Depending on the project, check_cmd can be extremely verbose and therefore costly. For example, if building a React Native I would use something like
check_cmd = "gtimeout 10s npx react-native run-android"
This produces A LOT of text that gets passed into the context of message calls, most of which is not helpful at all and usually increases cost of task by 3x or more. For this reason check is disabled by default. Set config variable check_enabled = true to enable.
pprog uses a very small set of tools to make changes. currently it has four.
read_file - read entire file contents
write_file - replace entire file with contents
execute - run general bash, sometimes used by agent to install packages when check fails
compile_check - check for compilation errors, or for interpreted programs checks runtime errors on startup
When messages go beyond the max_context config amount messages will be pruned automatically until total token count is below max. When using Anthropic models, dedicated endpoint at v1/messages/count_tokens is used to get count. For OpenAI/OpenAI-compatible models a conservative estimate of 2 characters / token is used to get count. This is because different providers may use different tokenizers behind their OpenAI-compatible API. The conversative estimate is also because most of the text will be code which has a lower character / token ratio on average. As a general rule of thumb you should set your max_context to be around 70% of context length of model.
If errors occur while the chat is in a tool loop, all tool use and tool result messages following the user request will be pruned and a single empty assistant message will be added to maintain a valid conversation format. The error will then be forwarded to user. This is a quick hack and will probably change in the future, but is required by constraints of most APIs and how models are trained.

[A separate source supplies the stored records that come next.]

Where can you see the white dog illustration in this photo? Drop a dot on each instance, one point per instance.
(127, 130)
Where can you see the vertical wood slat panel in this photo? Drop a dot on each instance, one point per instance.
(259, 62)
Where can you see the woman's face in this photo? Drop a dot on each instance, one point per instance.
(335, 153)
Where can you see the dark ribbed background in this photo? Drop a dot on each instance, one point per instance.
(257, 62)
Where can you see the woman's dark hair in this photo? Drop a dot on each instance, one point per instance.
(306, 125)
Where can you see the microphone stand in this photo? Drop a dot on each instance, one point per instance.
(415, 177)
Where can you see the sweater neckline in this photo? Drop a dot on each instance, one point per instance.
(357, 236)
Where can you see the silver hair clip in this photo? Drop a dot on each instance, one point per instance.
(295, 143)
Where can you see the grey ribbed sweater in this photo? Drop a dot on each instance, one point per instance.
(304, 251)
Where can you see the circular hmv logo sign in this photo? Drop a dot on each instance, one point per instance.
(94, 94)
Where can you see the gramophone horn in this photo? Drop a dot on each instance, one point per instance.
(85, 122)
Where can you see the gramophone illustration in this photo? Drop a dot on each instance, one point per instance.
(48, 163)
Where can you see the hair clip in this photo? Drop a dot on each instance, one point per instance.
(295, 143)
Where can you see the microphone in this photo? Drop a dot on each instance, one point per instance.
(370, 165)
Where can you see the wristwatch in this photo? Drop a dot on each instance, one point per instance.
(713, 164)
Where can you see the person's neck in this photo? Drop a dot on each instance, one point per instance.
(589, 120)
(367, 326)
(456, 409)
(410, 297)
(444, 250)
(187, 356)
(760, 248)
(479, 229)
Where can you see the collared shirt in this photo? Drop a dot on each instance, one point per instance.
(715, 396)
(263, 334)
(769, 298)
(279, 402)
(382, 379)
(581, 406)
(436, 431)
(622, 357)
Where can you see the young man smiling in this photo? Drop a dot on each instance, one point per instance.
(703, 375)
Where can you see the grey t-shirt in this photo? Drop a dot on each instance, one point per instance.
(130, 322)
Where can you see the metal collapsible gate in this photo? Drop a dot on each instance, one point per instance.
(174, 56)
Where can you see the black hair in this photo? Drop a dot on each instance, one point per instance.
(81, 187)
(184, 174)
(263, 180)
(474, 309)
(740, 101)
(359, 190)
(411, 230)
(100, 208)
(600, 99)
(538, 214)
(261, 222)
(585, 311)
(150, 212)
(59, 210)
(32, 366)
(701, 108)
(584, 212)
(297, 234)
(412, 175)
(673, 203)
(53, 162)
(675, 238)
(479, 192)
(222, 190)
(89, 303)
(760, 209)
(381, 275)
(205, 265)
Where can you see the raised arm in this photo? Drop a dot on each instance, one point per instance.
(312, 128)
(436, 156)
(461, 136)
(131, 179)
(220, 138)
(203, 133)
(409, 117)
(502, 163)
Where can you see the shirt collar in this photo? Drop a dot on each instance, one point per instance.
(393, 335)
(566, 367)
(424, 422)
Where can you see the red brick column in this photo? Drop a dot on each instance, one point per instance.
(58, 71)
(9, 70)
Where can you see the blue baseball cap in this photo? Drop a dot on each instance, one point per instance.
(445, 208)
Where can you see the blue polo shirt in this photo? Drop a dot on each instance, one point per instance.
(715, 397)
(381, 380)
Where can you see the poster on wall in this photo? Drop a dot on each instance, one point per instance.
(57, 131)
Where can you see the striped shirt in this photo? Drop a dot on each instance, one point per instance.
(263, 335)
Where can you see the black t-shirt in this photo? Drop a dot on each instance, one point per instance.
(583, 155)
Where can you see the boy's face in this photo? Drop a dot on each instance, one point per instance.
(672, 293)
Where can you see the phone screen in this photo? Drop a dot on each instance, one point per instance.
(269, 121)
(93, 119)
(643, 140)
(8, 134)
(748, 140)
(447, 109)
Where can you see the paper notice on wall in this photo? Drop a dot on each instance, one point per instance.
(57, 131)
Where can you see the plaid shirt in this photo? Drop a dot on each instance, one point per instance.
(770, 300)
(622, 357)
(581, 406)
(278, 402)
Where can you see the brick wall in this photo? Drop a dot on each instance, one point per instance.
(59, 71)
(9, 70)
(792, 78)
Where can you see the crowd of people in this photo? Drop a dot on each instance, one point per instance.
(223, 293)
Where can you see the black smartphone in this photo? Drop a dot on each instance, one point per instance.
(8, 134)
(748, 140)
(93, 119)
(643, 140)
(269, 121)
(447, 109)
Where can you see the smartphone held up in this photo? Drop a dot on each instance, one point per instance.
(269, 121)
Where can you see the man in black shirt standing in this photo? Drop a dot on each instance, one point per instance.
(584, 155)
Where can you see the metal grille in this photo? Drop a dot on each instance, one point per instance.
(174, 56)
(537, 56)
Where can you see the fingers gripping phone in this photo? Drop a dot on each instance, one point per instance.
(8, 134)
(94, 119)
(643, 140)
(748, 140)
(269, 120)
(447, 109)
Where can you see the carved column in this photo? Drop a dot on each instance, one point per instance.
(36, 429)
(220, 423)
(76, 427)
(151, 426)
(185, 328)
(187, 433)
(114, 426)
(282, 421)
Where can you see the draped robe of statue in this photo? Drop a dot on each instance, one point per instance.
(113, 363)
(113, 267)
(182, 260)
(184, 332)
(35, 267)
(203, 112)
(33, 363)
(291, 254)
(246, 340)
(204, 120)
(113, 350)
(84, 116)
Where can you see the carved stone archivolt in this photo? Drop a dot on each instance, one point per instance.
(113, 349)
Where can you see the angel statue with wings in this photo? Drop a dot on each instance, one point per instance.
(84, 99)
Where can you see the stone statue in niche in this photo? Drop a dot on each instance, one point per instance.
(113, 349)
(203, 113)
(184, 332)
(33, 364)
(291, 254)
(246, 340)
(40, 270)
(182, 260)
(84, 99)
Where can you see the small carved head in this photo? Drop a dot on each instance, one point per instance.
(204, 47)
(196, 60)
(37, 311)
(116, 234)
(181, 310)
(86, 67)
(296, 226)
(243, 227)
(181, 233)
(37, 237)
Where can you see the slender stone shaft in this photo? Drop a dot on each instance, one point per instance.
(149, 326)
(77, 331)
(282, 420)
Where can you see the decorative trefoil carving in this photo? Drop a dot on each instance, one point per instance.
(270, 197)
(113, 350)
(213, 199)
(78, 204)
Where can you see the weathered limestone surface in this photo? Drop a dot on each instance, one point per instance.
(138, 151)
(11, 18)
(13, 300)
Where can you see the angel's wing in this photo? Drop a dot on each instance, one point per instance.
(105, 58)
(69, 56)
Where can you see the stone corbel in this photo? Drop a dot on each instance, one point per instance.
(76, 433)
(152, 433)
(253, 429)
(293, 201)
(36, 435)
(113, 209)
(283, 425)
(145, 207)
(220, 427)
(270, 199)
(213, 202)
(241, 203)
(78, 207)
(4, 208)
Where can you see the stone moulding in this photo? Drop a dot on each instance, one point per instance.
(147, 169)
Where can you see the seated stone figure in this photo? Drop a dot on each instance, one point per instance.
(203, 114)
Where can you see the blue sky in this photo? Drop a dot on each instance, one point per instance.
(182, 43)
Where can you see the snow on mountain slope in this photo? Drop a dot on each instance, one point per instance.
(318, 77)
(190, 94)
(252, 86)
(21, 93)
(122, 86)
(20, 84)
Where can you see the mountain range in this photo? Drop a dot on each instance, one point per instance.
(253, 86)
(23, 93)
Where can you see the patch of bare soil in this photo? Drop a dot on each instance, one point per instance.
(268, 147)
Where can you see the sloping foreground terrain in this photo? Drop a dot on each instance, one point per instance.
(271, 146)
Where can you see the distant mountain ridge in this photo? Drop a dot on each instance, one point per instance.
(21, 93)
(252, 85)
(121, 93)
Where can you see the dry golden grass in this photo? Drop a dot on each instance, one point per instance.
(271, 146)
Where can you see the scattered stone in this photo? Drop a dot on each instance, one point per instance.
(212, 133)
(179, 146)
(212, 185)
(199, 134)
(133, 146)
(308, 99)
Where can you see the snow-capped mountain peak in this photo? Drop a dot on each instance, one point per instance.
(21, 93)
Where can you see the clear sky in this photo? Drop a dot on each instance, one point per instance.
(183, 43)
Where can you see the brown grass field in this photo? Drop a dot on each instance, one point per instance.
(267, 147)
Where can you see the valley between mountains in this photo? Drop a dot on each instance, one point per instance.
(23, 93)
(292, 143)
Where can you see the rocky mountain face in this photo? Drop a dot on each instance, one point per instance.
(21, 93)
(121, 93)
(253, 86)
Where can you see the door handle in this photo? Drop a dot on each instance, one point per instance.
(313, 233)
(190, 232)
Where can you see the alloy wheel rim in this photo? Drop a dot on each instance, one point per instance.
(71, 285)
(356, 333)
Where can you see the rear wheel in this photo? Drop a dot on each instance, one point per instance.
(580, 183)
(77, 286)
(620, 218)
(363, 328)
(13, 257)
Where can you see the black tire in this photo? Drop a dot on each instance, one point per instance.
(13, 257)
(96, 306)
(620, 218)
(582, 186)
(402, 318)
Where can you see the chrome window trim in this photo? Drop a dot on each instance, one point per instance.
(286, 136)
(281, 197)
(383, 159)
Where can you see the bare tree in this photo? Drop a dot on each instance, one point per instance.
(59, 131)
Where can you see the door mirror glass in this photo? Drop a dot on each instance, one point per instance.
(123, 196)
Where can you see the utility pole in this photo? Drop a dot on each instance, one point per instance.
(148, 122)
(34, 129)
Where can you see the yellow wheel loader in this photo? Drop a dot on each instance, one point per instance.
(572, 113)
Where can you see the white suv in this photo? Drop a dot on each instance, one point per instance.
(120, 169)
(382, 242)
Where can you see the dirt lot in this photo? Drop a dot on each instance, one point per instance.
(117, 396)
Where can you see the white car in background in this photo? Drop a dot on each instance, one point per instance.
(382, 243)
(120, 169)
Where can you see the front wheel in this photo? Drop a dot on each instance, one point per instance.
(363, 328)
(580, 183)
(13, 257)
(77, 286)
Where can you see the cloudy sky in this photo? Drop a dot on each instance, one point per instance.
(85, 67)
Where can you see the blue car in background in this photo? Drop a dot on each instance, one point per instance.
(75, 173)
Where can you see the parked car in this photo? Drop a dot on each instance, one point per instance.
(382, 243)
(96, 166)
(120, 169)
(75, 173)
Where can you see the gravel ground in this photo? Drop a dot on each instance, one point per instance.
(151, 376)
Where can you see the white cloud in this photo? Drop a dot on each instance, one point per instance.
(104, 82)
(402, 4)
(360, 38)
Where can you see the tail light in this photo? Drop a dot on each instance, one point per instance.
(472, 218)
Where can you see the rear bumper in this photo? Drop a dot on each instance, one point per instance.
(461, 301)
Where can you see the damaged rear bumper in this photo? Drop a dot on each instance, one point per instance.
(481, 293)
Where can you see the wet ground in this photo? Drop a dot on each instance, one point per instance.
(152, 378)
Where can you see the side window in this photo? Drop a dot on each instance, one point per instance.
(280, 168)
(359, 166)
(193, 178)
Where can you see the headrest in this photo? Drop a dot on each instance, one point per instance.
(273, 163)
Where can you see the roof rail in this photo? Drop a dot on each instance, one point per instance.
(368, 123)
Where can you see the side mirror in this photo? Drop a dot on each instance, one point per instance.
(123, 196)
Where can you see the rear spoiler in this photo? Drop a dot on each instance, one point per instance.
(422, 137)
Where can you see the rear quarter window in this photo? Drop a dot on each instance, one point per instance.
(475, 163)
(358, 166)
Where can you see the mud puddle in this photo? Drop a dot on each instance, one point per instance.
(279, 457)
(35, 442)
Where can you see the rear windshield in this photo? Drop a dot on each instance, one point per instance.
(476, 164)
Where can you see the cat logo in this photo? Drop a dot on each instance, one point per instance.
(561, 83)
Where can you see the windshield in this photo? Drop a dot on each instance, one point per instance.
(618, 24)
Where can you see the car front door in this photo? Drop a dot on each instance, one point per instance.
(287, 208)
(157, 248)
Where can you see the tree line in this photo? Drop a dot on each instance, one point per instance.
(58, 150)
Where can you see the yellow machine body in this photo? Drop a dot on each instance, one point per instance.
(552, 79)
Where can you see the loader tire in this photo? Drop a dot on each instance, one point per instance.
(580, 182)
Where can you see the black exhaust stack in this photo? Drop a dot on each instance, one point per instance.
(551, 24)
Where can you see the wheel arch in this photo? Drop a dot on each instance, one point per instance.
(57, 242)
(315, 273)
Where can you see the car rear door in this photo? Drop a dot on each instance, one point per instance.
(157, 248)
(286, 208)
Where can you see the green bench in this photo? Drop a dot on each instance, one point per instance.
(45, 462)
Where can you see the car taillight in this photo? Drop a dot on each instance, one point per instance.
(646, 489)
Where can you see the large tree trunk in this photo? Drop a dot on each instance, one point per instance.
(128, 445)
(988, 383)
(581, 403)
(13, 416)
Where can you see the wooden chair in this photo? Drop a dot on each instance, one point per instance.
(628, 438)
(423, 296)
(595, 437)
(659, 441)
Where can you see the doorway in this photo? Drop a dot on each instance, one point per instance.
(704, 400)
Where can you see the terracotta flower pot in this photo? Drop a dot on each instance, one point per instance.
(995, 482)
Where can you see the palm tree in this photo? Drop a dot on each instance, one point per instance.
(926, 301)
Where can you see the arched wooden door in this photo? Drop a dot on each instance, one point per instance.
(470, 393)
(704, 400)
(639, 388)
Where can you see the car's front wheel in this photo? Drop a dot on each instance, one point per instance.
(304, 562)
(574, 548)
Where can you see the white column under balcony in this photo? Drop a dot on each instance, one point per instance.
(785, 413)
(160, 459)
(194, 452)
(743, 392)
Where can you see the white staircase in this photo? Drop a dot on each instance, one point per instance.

The model may make tool calls using execute that require sudo priveleges. When this happens, the tool loop will block and wait for user to input password. The password prompt will appear in the terminal window where you run pprog serve. Enter password and press ENTER. This happens entirely on the local system where pprog was ran. Your sudo password is never sent in any messages to the model.
git restore . or the like. You can request to commit all changes in chat and it will do so with a good log message but I usually do not do this because the chats are quite large and a simple commit request will have all previous messages and can be expensive.happy hacking!